We will ignore this violation of the assumption, and conduct the multiple linear regression analysis. Multiple linear regression is found in SPSS in Analyze/Regression/Linear…
In our example we need to enter the variable murder rate as the dependent variable to our multiple linear regression model and the population, burglary, larceny, vehicle theft as independent variables. We also select stepwise as the method. The default method for the multiple linear regression analysis is ‘Enter’, that means that all variables are forced to be in the model. But since over fitting is a concern of ours, we want only the variables in the model that explain additional variance.
In the field options we can set the stepwise criteria. We want to include variables in our multiple linear regression model that increase F by at least 0.05 and we want to exclude them if the increase F by less than 0.1.
The field statistics allows us to include additional statistics that we need to assess the validity of our linear regression analysis.
It is advisable to additionally include the collinearity diagnostics and the Durbin-Watson test for auto-correlation. To test the assumption of homoscedasticity and normality of residuals we also include a special plot in the Plots menu.
The first table tells us the variables in our analysis. Turns out that only motor vehicle theft is useful to predict the murder rate.
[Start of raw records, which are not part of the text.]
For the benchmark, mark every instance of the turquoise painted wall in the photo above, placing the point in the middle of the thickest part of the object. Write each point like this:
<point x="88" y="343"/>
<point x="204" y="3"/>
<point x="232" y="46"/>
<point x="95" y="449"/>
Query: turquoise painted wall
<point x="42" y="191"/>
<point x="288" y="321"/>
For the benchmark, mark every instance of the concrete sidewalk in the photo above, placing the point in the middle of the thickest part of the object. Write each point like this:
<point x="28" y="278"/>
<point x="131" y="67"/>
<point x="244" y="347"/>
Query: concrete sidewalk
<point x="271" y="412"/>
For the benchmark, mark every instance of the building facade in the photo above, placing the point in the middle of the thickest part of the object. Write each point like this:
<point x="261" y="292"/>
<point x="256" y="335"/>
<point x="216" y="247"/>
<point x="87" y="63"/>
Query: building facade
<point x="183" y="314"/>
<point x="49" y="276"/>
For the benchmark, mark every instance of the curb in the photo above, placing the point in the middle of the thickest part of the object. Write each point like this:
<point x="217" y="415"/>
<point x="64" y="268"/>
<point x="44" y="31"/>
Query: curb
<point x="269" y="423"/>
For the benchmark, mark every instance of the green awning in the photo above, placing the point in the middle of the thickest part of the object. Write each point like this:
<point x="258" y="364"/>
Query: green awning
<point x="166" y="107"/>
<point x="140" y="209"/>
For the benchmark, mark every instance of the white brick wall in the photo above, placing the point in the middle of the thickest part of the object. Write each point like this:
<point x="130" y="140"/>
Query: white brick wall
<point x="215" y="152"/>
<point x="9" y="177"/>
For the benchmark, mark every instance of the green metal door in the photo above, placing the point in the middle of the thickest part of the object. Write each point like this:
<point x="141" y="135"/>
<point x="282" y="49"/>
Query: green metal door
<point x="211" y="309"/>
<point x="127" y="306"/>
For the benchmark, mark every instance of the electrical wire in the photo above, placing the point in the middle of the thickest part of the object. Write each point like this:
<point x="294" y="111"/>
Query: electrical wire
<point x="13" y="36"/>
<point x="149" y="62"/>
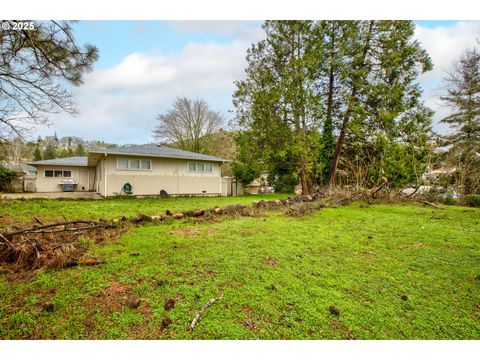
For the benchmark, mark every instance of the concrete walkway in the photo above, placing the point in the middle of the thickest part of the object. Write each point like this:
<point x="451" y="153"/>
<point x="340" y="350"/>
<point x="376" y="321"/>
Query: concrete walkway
<point x="53" y="195"/>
The next table shows the multiple linear regression model summary and overall fit statistics. We find that the adjusted R² of our model is 0.398 with the R² = .407 that means that the linear regression explains 40.7% of the variance in the data. The Durbin-Watson d = 2.074, which is between the two critical values of 1.5 < d < 2.5 and therefore we can assume that there is no first order linear auto-correlation in our multiple linear regression data.
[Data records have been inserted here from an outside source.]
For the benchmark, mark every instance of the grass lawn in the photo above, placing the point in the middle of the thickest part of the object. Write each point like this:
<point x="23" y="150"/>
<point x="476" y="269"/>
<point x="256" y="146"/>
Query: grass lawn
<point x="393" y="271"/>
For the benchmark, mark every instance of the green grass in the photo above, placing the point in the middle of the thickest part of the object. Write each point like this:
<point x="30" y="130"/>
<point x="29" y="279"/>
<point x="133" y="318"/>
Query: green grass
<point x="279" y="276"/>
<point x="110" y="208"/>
If we would have forced all variables (Method: Enter) into the linear regression model we would have seen a little higher R² and adjusted R² (viz. 0.424 and .458).
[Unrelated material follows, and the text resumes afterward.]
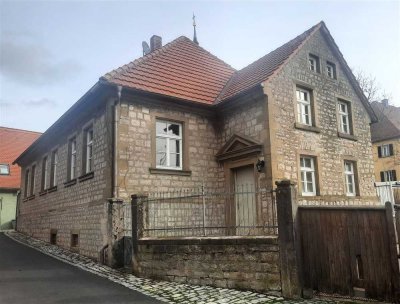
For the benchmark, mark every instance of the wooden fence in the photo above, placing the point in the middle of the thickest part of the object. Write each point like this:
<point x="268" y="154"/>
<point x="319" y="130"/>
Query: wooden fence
<point x="350" y="251"/>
The next table is the F-test, the linear regression’s F-test has the null hypothesis that there is no linear relationship between the variables (in other words R²=0). The F-test is highly significant, thus we can assume that there is a linear relationship between the variables in our model.
The next table shows the multiple linear regression estimates including the intercept and the significance levels.
In our stepwise multiple linear regression analysis we find a non-significant intercept but highly significant vehicle theft coefficient, which we can interpret as for every 100 vehicle thefts per 100,000 inhabitants we will see 2 additional murders per 100,000.
If we force all variables into the multiple linear regression the Beta weights and collinearity are interesting. Beta expresses the relative importance of each independent variables in standardized terms. Firstly we find that only burglary and motor vehicle theft are significant predictors, secondly we find that motor vehicle theft has a higher impact than burglary (beta = .507 and beta = .333).
This table also checks for multicollinearity in our multiple linear regression model. Tolerance should be > 0.1 (or VIF < 10) for all variables, which they are.
As the Goldfeld-Quandt test is not supported in SPSS we check is the homoscedasticity and normality of residuals with the Q-Q-Plot of z*pred and z*presid. The plot indicates that in our multiple linear regression analysis there is no tendency in the error terms. If that happens you see a graph that looks like a staircase.